Fig. 99.—a, section through the abdominal wall of a silkworm, whose epithelial cells contain Microsporidia (Nosema bombycis); b, a spore, the contents of which are escaping. (After Balbiani.)

Fig. 100.—Nosema bombycis, Naeg. Spores treated with nitric acid, thus rendering the polar capsule perceptible, and the filament has protruded from one of the spores. (After Thélohan.)

A trophozoite (meront) of N. apis becomes a single pansporoblast which gives rise to one sporoblast producing one spore, and this procedure is characteristic of the genus Nosema. In other genera the trophozoite may form more than one pansporoblast and each pansporoblast may form a variable number of spores in different cases. Various attempts at classification have been based on these characteristics. It must suffice here to note that in the cases where the trophozoite becomes one pansporoblast, the latter can produce four spores in the genus Gurleya, eight spores in Thélohania and many spores in Pleistophora. In other cases, where the trophozoites give rise to many pansporoblasts, each of the latter may form many spores, as in the genus Glugea.
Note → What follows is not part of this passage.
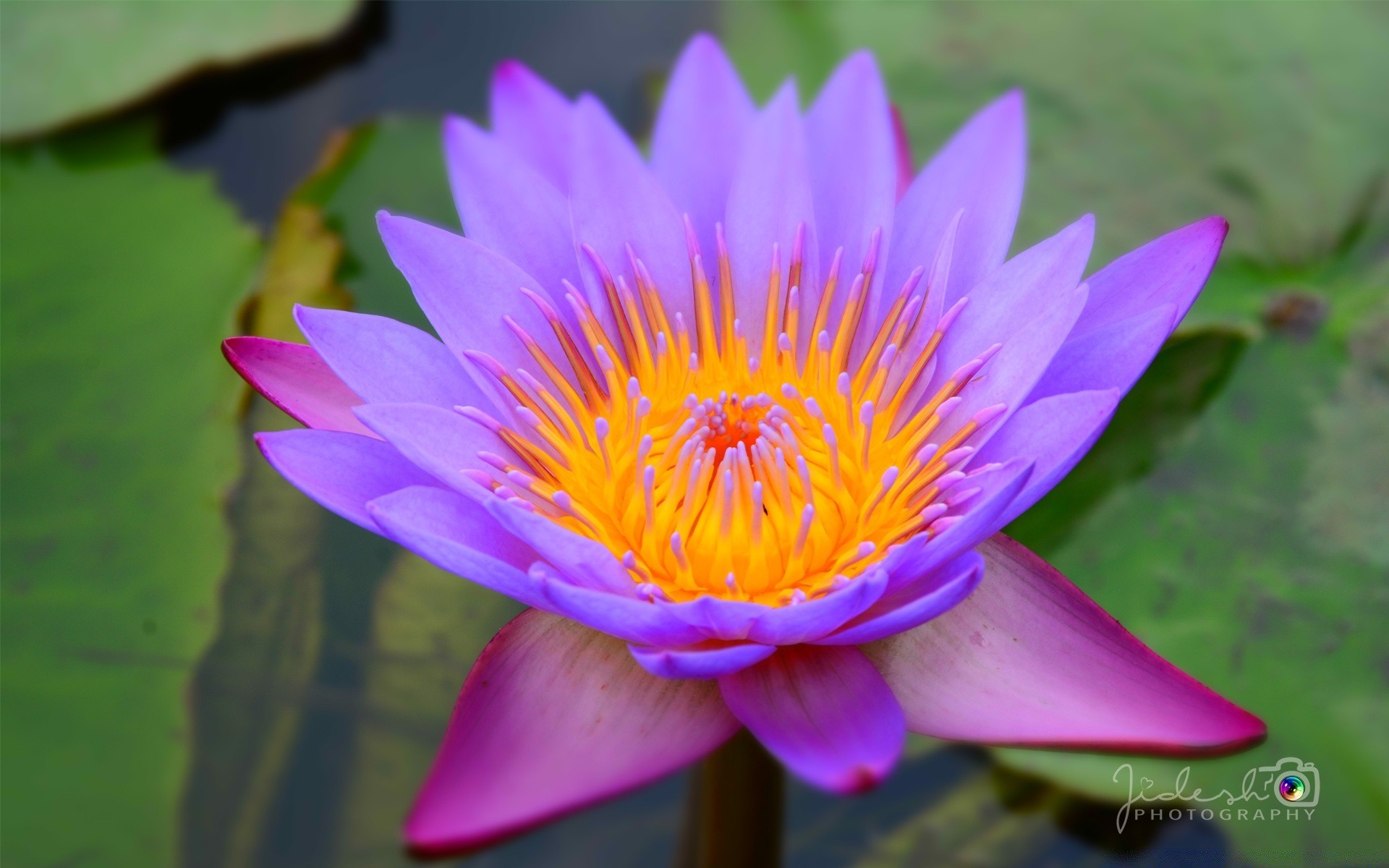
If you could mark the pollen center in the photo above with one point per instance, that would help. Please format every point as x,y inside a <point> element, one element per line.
<point>708,467</point>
A few pathogenic microsporidian parasites other than N. apis may be mentioned. N. bombycis, causing pébrine in silkworms, may infect any or all the tissues of the host (fig. 99). The larvæ of the host, i.e., the “silkworms,” may become infected by eating food contaminated with spore-containing excrement of already infected silkworms. In cases of heavy infection the silkworm dies, but should the infection be less intense the larva becomes a pupa in which the parasite persists, so that the moth emerges from the cocoon already infected. Not only is the moth parasitized itself, but the Nosema reaches the generative organs of both sexes and penetrates the ovaries of the female, with the result that the ova are deposited infected. Such infected eggs are capable of developing, so that infection may be transmitted hereditarily as well as by the contaminative method. Infected eggs can be recognized by microscopic examination, as Pasteur showed, and thus preventive measures may be adopted.

A microsporidian parasite is known to occur on the roots of the spinal and cranial nerves of Lophius piscatorius, the angler fish. This parasite is variously referred to the genera Nosema and Glugea.

Thélohania contejeani, parasitic in the muscles of crayfish, is believed by some to be the causal agent of recent epizoötics among them, though others believe the disease to be really due to a bacillus. It may be that the one organism aids in the entry of the other into the host.